RDX as a Replacement for Optical Disks

Optical disk storage is becoming obsolete.

Historically, optical has had a place at the data storage table because it was the format that met the regulatory requirements of immutability and longevity. Certain documents needed to be stored in WORM data formats and be viable for decades. Optical has provided this data archive capability in the document imaging space for years and its cartridge form-factor enabled it to be carried off-site easily, providing a solution for DR as well. But things have changed.


Optical has never enjoyed the data density that magnetic storage does, so in order to keep increasing media capacity, new formats were continually developed. This required a migration of data from the old to the new format, or keeping the old technology drives to play legacy media. But migration was expensive, both in upfront costs and disruption and keeping old hardware around was also problematic, especially when it wasn’t being manufactured anymore.

WORM can now also be done in software by technologies like Content Addressable Storage (CAS) which uses traditional disk arrays and off-site replication to replace physically shipping media to a DR site. But for the users who developed processes around optical disk cartridges, the pure ‘online’ aspect of CAS disk storage and replication can be a significant change in workflow. For many, physically handling storage media is just simpler and more flexible.
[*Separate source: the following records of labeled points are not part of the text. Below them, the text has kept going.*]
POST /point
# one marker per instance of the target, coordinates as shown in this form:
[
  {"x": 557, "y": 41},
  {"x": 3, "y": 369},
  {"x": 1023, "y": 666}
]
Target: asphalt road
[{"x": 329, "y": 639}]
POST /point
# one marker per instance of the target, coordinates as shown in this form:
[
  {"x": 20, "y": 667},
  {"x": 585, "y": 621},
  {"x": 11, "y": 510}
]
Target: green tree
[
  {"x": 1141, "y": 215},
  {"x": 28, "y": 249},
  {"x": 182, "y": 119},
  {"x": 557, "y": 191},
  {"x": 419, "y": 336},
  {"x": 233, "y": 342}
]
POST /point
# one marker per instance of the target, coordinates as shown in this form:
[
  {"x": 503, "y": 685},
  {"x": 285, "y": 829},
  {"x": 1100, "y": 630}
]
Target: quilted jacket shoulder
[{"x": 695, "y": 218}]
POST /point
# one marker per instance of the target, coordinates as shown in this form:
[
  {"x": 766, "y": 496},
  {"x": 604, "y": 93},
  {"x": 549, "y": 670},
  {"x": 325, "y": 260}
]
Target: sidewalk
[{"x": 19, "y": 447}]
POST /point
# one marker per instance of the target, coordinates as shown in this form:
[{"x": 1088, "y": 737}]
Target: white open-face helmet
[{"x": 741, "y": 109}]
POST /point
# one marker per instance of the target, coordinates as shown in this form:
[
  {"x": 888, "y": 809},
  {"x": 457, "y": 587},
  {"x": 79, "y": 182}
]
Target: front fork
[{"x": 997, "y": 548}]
Also, these newer technologies can involve large investments that are hard to justify by much of the optical disk user base. For many, RDX could be the answer.


RDX is WORM and encryption capable, satisfying the regulatory requirements that drove users to optical disks for years. But it does much more. As a hard disk technology, RDX enjoys the data density that optical users could only dream about. At over a TB per drive, companies often need only a few pieces of media to hold all their data - greatly simplifying storage, handling and off-site transfer. Scaling to meet data growth is also easier. And since the drive upgrades occur inside the cartridge, the interface to the RDX dock remains constant as capacities increase, so users won’t face the format changes or data migration issues they did with optical disk drives.
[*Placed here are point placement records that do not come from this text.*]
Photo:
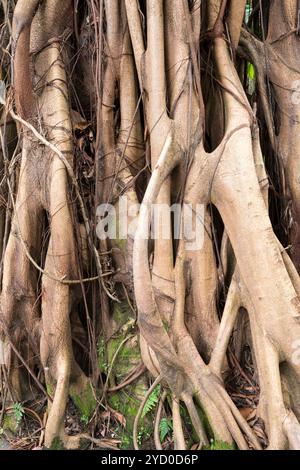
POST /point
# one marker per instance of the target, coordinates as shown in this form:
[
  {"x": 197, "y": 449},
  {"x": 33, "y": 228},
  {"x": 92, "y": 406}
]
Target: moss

Use cases for optical in document imaging applications typically involve small to medium sized enterprises and RDX as a removable cartridge media format fits the workflows that these companies have established. This workflow process includes the flexibility to direct attach storage devices to PCs or servers in distributed locations, storing media locally on shelves and often sending media off-site for DR in a briefcase or in Iron Mountain’s truck. As a ‘plug replacement’ for their existing optical drive or library, RDX enables an easy switch from this obsolescent format. While they are alternatives for providing data archive, DR and immutability, Content Addressed Storage and replication devices can do the job, but at a much higher acquisition cost and a significant integration effort.

As network attached storage, RDX libraries can provide a disk target for backup applications as well as an archive for document imaging. This means the same device can be used to replace the optical disk storing documents and the tape library storing backups. In addition to being the logical successor to optical disk storage, RDX can can consolidate the infrastructure, improve the performance of both backup and archive operations and save money in the process.